The SLS AMG was the first car designed in-house by Mercedes-owned tuning subsidiary AMG, and what a debut. Since it came out in 2010, it's been praised as one of the most graceful cars on the road and, thanks to its 583 horsepower V-8, one of the fastest. Ever since the car debuted, though, we've all been waiting for a "Black Series" version of the car. Previous Black Series cars have shown what AMG can do when they pull out all the stops, so the expectations for this car, the fifth Black Series model, were always going to be high.
Like its stablemates, the new SLS AMG Black is a pretty bonkers car that, first of all, makes hardly any sense as a street car and second of all will probably have a pretty limited customer base. But that's why people love these AMG-Blacks. It's for their lunacy that people admire them, and although this new iteration of the SLS isn't quite as over the top as some of the others, it's still a wild child worthy of the Black Series name.
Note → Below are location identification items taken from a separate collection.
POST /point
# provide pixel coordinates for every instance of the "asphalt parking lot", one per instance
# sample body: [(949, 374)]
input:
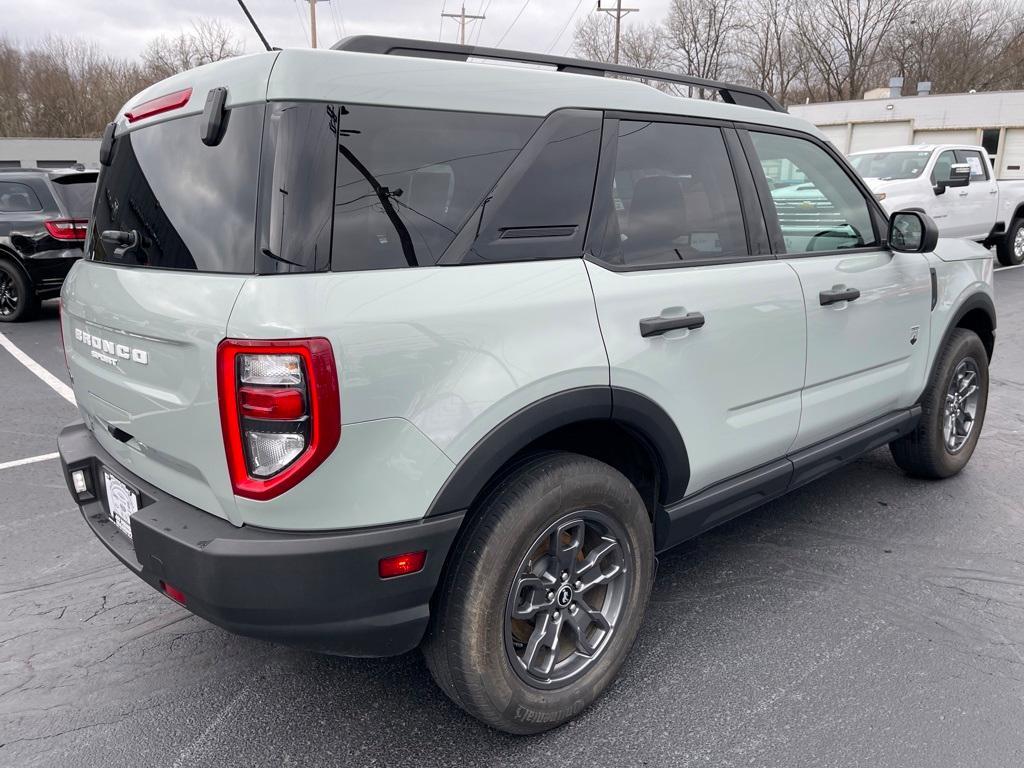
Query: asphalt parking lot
[(867, 620)]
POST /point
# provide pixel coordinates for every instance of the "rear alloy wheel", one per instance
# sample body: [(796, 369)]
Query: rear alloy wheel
[(1011, 249), (15, 299), (566, 599), (544, 594)]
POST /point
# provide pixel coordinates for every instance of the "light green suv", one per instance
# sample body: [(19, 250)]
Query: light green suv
[(387, 346)]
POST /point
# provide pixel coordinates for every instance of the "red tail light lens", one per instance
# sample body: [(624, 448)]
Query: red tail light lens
[(266, 402), (159, 105), (67, 228), (173, 592), (280, 412), (411, 562)]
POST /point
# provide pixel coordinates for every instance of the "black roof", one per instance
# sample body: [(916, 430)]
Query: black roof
[(728, 92)]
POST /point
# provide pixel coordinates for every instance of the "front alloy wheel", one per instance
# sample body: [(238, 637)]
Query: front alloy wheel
[(566, 599), (961, 409)]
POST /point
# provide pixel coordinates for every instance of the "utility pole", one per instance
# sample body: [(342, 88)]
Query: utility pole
[(617, 13), (312, 20), (463, 18)]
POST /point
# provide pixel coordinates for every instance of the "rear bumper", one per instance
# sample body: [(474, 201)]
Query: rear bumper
[(48, 269), (318, 591)]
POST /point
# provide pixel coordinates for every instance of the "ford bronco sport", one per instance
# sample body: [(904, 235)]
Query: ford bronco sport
[(379, 347)]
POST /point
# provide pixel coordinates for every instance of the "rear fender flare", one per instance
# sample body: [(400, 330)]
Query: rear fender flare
[(624, 407)]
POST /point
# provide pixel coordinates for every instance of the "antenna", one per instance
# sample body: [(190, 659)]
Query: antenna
[(255, 26)]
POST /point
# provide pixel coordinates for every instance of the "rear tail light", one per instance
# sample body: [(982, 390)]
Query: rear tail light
[(159, 105), (67, 228), (280, 412)]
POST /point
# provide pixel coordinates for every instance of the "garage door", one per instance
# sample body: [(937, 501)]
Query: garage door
[(1012, 157), (961, 136), (837, 134), (875, 135)]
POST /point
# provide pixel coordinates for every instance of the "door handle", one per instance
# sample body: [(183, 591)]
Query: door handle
[(660, 325), (839, 294)]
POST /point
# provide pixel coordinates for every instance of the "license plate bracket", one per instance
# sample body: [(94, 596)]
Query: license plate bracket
[(122, 503)]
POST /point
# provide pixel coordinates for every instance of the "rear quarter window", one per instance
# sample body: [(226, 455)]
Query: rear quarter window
[(17, 198), (76, 194)]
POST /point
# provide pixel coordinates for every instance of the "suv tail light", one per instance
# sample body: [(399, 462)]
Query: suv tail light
[(280, 412), (67, 228)]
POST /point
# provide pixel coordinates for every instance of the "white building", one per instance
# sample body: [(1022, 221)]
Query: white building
[(49, 153), (993, 120)]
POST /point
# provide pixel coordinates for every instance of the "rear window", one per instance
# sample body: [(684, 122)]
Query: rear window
[(76, 194), (192, 206), (375, 187), (16, 198)]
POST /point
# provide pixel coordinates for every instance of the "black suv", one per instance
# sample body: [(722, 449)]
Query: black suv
[(44, 215)]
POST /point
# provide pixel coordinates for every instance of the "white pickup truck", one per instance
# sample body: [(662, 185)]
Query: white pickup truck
[(955, 185)]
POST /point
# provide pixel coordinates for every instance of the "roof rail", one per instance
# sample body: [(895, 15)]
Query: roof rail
[(733, 94)]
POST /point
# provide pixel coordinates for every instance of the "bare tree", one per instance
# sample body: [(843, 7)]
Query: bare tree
[(640, 45), (208, 41), (702, 36), (771, 57), (845, 41)]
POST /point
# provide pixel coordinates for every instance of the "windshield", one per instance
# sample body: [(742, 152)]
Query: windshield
[(76, 192), (891, 165)]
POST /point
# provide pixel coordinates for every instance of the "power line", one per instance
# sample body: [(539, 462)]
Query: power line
[(502, 39), (302, 23), (463, 18), (564, 27), (619, 12), (482, 10)]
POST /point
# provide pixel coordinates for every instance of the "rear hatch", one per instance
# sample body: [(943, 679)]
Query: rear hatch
[(141, 322)]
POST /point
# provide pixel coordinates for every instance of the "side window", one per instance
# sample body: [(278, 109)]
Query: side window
[(540, 208), (942, 166), (407, 180), (674, 198), (15, 198), (818, 206), (973, 159)]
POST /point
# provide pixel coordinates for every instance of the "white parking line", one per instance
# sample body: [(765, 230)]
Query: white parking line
[(49, 379), (30, 460)]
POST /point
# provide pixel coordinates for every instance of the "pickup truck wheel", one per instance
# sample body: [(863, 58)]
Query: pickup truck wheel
[(952, 411), (544, 594), (1011, 249), (16, 299)]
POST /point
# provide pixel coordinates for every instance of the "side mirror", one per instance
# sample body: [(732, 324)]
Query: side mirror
[(960, 175), (912, 231)]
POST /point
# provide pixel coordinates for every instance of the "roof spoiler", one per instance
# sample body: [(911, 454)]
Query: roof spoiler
[(728, 92)]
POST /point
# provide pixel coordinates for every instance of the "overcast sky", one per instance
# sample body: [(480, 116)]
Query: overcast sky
[(123, 27)]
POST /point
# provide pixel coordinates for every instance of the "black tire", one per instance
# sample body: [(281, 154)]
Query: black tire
[(925, 453), (17, 300), (471, 645), (1009, 251)]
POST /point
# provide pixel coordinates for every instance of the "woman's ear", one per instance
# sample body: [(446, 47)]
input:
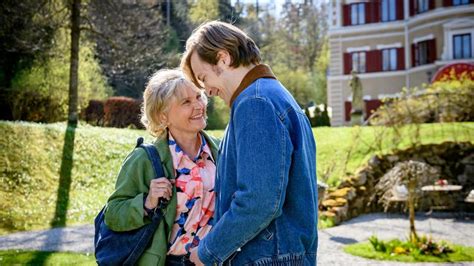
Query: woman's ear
[(163, 119), (224, 57)]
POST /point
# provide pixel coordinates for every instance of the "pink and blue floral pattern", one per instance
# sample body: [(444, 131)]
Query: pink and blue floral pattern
[(195, 192)]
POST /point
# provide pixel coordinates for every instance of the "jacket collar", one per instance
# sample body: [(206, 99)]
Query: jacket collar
[(259, 71)]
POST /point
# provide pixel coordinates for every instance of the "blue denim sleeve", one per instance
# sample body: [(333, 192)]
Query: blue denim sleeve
[(263, 154)]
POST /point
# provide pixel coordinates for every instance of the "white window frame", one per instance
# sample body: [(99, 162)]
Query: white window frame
[(456, 27)]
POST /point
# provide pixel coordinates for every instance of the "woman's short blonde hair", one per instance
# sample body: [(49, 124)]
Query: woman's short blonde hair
[(160, 90)]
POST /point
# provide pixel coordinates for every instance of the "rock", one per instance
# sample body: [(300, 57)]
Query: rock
[(346, 192), (393, 158), (341, 212), (360, 179), (331, 203), (341, 201), (468, 159)]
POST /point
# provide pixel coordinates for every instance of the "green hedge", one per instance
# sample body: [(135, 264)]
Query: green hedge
[(31, 155)]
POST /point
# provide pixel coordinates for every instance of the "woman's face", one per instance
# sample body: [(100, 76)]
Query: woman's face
[(187, 111)]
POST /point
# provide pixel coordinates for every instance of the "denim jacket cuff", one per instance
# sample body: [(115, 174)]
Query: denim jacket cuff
[(206, 257)]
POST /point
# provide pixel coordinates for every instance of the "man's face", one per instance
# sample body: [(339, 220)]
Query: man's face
[(209, 76)]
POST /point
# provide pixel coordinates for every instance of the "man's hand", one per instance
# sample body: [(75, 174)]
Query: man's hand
[(195, 258)]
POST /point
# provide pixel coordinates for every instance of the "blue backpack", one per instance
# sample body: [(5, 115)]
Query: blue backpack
[(125, 248)]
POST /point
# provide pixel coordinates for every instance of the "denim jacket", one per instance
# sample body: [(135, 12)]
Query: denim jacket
[(266, 192)]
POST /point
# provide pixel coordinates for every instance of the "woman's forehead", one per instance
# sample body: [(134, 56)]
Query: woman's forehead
[(187, 89)]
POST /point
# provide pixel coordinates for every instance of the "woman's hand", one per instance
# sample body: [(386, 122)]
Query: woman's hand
[(159, 188), (194, 258)]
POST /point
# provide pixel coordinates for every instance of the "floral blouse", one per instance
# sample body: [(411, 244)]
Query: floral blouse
[(196, 199)]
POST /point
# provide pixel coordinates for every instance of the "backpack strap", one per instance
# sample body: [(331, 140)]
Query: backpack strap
[(155, 159)]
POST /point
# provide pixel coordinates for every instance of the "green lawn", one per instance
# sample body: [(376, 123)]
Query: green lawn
[(366, 250), (32, 158), (21, 257)]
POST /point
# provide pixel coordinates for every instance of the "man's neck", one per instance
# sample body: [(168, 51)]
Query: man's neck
[(235, 77)]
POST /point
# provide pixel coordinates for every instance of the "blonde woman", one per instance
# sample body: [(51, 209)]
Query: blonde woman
[(174, 111)]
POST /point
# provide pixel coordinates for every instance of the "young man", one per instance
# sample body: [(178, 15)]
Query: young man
[(266, 189)]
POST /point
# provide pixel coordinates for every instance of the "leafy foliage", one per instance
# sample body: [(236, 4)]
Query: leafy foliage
[(40, 93), (132, 42), (26, 33), (423, 246), (292, 45), (122, 112), (443, 101)]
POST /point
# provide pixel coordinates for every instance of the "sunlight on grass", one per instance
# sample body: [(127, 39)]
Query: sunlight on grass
[(365, 249), (21, 257)]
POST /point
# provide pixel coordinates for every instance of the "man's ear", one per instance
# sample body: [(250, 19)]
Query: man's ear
[(224, 57)]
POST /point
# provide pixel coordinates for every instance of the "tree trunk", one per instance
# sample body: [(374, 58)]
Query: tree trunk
[(73, 71), (411, 206)]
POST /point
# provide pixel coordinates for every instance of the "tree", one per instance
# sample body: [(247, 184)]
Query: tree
[(131, 42), (26, 32), (73, 71), (203, 10)]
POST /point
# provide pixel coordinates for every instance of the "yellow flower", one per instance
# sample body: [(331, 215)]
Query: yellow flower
[(399, 250)]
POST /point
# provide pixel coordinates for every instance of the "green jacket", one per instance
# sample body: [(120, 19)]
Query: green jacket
[(124, 210)]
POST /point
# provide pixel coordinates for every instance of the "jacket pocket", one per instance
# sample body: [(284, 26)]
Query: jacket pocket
[(149, 258), (266, 234)]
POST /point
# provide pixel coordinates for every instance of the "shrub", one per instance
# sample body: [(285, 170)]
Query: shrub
[(444, 101), (424, 246), (122, 112), (30, 105), (94, 113)]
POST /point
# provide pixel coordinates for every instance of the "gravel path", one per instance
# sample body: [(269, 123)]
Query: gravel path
[(331, 240)]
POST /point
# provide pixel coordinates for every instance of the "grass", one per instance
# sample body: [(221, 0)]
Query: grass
[(365, 249), (341, 151), (22, 257), (32, 165)]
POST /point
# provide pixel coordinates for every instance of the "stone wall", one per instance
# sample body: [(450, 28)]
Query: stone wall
[(360, 194)]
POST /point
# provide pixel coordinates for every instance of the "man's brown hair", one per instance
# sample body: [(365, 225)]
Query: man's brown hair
[(210, 38)]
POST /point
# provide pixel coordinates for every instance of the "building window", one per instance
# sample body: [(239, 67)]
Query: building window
[(422, 5), (462, 46), (460, 2), (389, 10), (424, 52), (389, 59), (421, 53), (358, 62), (358, 14)]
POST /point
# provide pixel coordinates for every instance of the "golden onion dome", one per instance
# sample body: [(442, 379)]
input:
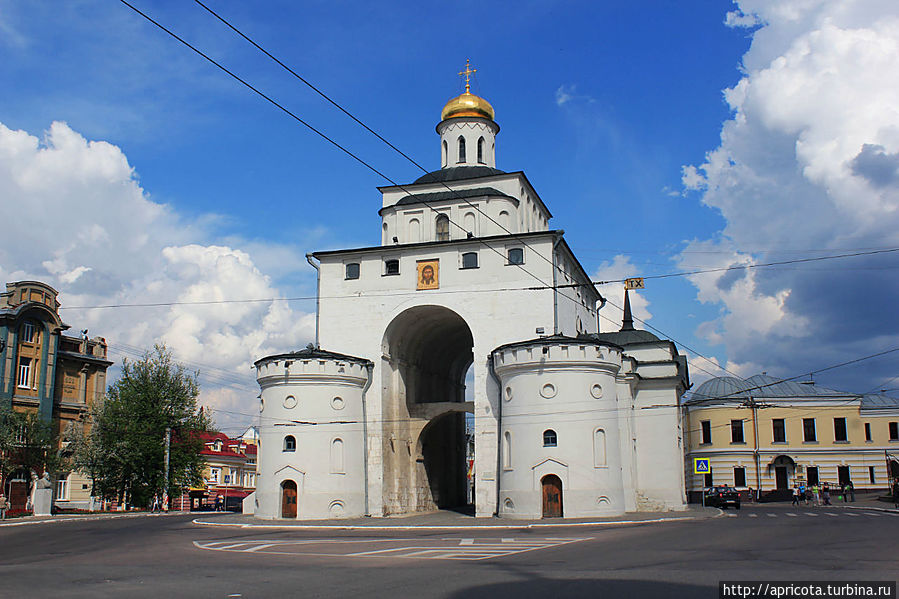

SLS racing cars have been tearing it up on tracks all over the world for a couple of years now, and this SLS is essentially the GT3 racer tamed for the road. It makes for a car that will likely be irritating on the road, but a dream on the track. As far as power goes, the 6.2 liter DOHC V-8 gets a 39 horsepower bump to 622 thanks to new intake and cams, and with an 8,000 rpm redline the motor is a real screamer. Torque is down a few, but because of clever substitutions of carbon fiber (including carbon ceramic brakes), a lithium-ion battery, and titanium alloy exhaust, there are around 150 less pounds of car to worry about. The seven-speed dual-clutch gearbox has also been reworked to be more track-oriented, and has been installed 10mm lower to reduce the center of gravity. Suspension is of course stiffer, and there is a rear-axle differential lock. The car has been widened and has a couple of other aerodynamic tweaks, including the obligatory rear wing.
In a straight line, all this tweaking makes for a zero to sixty sprint in the mid-3 second range, a few tenths faster than the standard car, a sub-12 second quarter mile and roughly the same top speed, just shy of 200. But it's around the fast sweepers and tight hairpins that this car will really shine. The sound department is another place where this car will stand out. That magnificent V-8 really does make a breathtaking sound. But, as is often the case, a car developed by engineers with minds focused on the track will be brutal on the street, and not the good kind of brutal. No, this is a weekend toy, not a commuter supercar like the standard SLS, and at $250,000, it's a pretty extravagant toy. So much of this car doesn't make a lot of sense in the real world, and therefore it ticks all the Black Series boxes.